(452f) Liquid and Solid Products of Liquid Phase-Pyrolysis

Ligno-cellulosic feed is expected to contribute significantly to production of liquified combustibles in future, because of the quantity and the variety of feed material. Therefore the pyrolytic degradation properties of wood and its building blocks glucose and cellulose were investigated. The interaction between heat carrier, biomass and biomass products in the condensed liquid and vapour phase was investigated. The process was carried out in a semi-batch reaction vessel under isothermal conditions at a temperature of T = 623 K and at ambient pressure. For optimum heat transfer the pyrolysis process was carried out in liquid carrier phase. Gaseous products as well as condensibles were removed on top of the reaction vessel.

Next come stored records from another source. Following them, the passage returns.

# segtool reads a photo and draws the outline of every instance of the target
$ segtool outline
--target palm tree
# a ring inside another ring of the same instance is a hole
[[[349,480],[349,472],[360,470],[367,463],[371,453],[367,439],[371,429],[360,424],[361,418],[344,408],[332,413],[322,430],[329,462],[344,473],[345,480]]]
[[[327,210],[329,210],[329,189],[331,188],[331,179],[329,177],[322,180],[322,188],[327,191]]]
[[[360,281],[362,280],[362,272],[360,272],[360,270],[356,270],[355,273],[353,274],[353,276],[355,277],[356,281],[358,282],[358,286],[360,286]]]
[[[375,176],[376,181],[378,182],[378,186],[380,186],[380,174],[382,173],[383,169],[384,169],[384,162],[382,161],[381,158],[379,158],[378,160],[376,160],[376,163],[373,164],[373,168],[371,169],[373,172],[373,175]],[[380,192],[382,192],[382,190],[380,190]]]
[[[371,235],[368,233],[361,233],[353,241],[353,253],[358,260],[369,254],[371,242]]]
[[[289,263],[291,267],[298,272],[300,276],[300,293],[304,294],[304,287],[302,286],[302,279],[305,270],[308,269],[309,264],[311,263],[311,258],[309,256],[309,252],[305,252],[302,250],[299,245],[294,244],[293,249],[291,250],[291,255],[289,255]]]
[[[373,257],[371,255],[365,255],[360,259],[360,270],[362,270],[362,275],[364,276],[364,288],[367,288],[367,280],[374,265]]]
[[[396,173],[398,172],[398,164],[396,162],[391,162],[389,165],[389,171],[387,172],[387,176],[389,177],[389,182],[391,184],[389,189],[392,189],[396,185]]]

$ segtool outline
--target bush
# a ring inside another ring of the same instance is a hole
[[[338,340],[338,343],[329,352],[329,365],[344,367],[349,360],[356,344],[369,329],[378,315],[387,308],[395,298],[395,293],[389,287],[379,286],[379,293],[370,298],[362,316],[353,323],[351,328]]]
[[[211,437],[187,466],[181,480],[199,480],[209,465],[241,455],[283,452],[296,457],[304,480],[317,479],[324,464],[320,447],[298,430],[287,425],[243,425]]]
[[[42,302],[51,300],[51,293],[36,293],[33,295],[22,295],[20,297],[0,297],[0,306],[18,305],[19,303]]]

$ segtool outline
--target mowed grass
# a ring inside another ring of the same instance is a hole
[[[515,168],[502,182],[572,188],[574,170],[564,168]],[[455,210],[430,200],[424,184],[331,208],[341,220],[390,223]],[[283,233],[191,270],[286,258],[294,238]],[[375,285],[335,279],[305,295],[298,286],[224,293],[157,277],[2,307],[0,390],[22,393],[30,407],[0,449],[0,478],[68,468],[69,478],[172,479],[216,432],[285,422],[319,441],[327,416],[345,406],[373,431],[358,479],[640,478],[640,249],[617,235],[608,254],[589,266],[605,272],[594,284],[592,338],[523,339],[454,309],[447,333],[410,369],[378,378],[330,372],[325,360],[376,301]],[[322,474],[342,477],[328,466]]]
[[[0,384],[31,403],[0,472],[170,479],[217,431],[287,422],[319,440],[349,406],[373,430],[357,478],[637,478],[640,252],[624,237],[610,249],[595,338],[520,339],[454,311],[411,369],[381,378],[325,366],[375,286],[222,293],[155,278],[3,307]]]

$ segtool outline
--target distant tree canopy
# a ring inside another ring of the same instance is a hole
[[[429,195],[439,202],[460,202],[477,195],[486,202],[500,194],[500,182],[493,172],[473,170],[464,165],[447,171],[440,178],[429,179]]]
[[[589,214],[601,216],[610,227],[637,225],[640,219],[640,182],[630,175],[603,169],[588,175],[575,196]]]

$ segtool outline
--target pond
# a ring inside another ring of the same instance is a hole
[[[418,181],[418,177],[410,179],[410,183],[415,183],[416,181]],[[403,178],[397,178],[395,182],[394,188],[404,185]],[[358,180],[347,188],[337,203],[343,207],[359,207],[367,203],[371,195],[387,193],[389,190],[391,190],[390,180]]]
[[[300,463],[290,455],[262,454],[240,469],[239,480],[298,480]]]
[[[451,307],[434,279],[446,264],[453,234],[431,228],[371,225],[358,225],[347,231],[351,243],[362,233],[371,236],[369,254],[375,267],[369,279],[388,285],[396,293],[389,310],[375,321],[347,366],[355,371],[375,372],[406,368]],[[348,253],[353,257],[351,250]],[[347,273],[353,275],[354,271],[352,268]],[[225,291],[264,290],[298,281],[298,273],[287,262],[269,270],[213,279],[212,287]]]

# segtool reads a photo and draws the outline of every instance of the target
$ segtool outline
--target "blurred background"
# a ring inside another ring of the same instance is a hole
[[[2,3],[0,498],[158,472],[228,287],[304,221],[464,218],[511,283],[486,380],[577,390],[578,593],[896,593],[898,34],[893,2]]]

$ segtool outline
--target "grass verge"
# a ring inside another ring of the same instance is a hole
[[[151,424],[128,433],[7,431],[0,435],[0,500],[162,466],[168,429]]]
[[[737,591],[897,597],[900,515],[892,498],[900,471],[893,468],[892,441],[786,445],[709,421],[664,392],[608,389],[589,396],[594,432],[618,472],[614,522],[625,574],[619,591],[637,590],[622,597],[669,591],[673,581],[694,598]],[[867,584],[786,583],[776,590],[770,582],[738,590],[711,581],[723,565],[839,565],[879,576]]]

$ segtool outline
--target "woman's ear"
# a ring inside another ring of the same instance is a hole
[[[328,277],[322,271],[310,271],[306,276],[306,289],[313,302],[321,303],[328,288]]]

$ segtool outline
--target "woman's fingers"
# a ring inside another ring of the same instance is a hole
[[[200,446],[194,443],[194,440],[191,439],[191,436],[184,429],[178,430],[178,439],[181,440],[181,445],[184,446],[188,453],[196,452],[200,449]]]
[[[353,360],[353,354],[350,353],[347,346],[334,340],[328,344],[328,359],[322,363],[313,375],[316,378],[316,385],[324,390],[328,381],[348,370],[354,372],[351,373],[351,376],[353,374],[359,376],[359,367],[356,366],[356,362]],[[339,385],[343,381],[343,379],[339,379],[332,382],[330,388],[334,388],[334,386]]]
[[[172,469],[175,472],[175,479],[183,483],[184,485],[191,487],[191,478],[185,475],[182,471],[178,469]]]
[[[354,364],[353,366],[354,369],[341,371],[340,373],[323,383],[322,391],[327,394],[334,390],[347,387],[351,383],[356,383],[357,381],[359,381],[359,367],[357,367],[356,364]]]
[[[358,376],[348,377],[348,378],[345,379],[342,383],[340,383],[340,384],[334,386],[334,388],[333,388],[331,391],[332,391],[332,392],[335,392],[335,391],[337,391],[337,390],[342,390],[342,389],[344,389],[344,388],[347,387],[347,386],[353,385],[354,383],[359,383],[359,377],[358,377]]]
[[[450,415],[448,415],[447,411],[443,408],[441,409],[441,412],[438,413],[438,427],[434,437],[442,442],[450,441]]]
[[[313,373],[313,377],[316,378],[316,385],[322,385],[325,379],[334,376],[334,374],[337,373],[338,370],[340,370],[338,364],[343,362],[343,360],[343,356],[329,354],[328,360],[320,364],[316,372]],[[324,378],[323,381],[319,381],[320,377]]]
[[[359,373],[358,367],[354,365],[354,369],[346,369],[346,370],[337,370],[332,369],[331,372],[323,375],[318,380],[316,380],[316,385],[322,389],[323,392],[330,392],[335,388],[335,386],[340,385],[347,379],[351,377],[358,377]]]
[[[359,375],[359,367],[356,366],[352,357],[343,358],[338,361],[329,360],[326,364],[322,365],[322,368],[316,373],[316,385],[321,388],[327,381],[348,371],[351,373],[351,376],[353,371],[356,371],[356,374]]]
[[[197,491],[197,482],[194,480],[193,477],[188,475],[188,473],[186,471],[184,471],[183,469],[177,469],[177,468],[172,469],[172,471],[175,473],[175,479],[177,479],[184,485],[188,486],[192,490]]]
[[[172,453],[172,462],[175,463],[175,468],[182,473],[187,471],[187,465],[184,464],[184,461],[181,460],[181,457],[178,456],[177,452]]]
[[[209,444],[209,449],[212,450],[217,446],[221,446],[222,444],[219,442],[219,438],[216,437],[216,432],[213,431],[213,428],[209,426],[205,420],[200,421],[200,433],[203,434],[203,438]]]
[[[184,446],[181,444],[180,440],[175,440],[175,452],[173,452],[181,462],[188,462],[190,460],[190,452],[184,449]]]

Condensation temperature was T = 20 °C. After recording flux and composition the gaseous phase was incinerated in a flare. The condensed products were analysed by GC-MS and NMR spectroscopy as well as elemental analysis (CHNO). The solid product residues were pretreated by solid-liquid extraction and afterwards analyzed by elementary analysis, FTIR-ATR, Raman spectroscopy, scanning electron microscope and energy dispersive X-ray spectroscopy. Several operation parameters were investigated. Representatively the effect of particle size is briefly mentioned. Figure 1 shows the effect of feed particle size on the amount of CHO-products and the amount of water formed by thermal dehydration of softwood. Following the results shown in Figure 1 variation of particle size does not have an effect on the amount of liquid CHO-products when pyrolysing softwood. Water formation decreases for feed particles of smaller particle size. As shown in Figure 1 the total amount of liquid CHO-products seems to be constant and independent of the feed particle size. The chemical composition of liquid phase pyrolysis products differs. Based on the detailed mass balance the effect of operation parameters on pyrolytic degradation of softwood, product formation and energy balance was determined.